My list of benefits

Blonde Logic

Yes. You can.
There have been some good threads about the benefit of doing LL and losing weight.

I was trolling back through some of my thoughts in my diary, and I found a list (rather long - sorry! :eek:) I had made after losing about 8 stone...maybe more, but not yet at goal.

I thought I would copy it here again. I think I wrote it in June 2008. All of these things happened and I felt so wonderful - seeing that these things happened may help some starting out who have doubts. I hope so anyway. :)

It is rather long - sorry! - but there are that many (and more!) benefits, they are worht shouting about!!! :D

Anyway - here is is, and I hope it helps even one person. :):


Good things that have come from this diet:

Restored confidence

Heightened self-esteem

Can sit in an airplane seat and have more seatbelt left then my hubby

Can paint toenails more easily

Clothes fit properly - more snugly showing off curves

I WANT clothes to fit properly!

I smile when I see a mirror

I happily step in front of a camera

I have a voice, and stand up for myself

I have a heart, and allow myself to feel things without fear

There is no more shame - I can openly speak about my issues with food with most anyone

I am proud - proud of my acheivement

I am beginning to really like me

I am beginning to believe that it may be possible that I will once again enjoy sex/intimacy

I feel I have reclaimed my life

I walk in to a room of strangers with my head held high

In a crowd, I feel normal

I take more pride in how I look for work
Have gained a lot of respect and admiration from friends/family

I have made my 90 year old mother very happy, and proud

I have faced things that for years I did not have the courage too

I have felt things that for years I did not have the courage too

I have accepted things that for years I did not have the courage too

I have forgiven myself for things that for years I did not have the courage too

I believe in myself again

I feel a lot of love, for a lot of people

My husband is seeing me feeling good and happy about myself, really, for the first time. And he is so proud of me

I can hug my knees

I have a future

In fact, my future's so bright, I gotta wear shades. :cool::D

Thanks for listening. I just wanted to note some of the wonderful changes that have occured during these past 6 months. One half a year. Just that, and I feel I have come so far. In such a short time.

This really IS that "magic pill" I always hoped for.


Well, that's me well adn truly waffled on.:eek:

"Say goodnight Gracie."

"Goodnight Gracie" :)

x
 
Some fabulous achievements, some of which I can relate to as well.

It's amazing what we brush under the carpet when we are larger, so many everyday things become such a chore and usually end up making you feel even worse about yourself. I have found that LL has given me a buzz for life, of course I still have low days, like when I catch a glimpse of me in clothes that aren't that flattering in the mirror, I handle it differently now though rather than sink into 'woe is me mode' and eat eat eat I now plan for how I can deal with it by thinking through the next part of my journey!

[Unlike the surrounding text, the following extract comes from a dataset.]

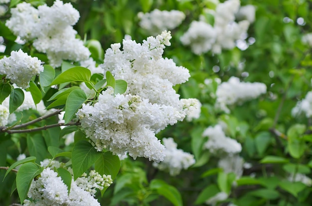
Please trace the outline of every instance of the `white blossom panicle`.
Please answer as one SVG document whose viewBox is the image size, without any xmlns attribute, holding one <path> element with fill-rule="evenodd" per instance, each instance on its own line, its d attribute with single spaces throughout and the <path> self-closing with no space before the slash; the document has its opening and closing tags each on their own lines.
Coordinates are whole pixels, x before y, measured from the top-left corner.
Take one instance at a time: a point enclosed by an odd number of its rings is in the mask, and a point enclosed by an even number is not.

It's also quite surreal when people walk past me without even recognising me, partly because I used to be blonde but mostly because I a slimmer. I get so many buzzes from how I look and feel now it's brilliant. Never have I had such lovely manicured toenails painted in some fab colours lol the end is so close or should that be the beginning!?! Xxxxx
 
BL

Made me feel a little sad reading your list hun.
All so true.
You know your mum was proud of you ALL the time.
She was even more proud when she saw the new gorgeous slim more confident you.
She'll be even more proud knowing you haven't let it slip.
It would have been the easier option, but as always you step up and take the challenge on the chin (only one!)
So proud to be your pal. xx;)
 
Lovely lovely post - so honest and open. Thanks for sharing it.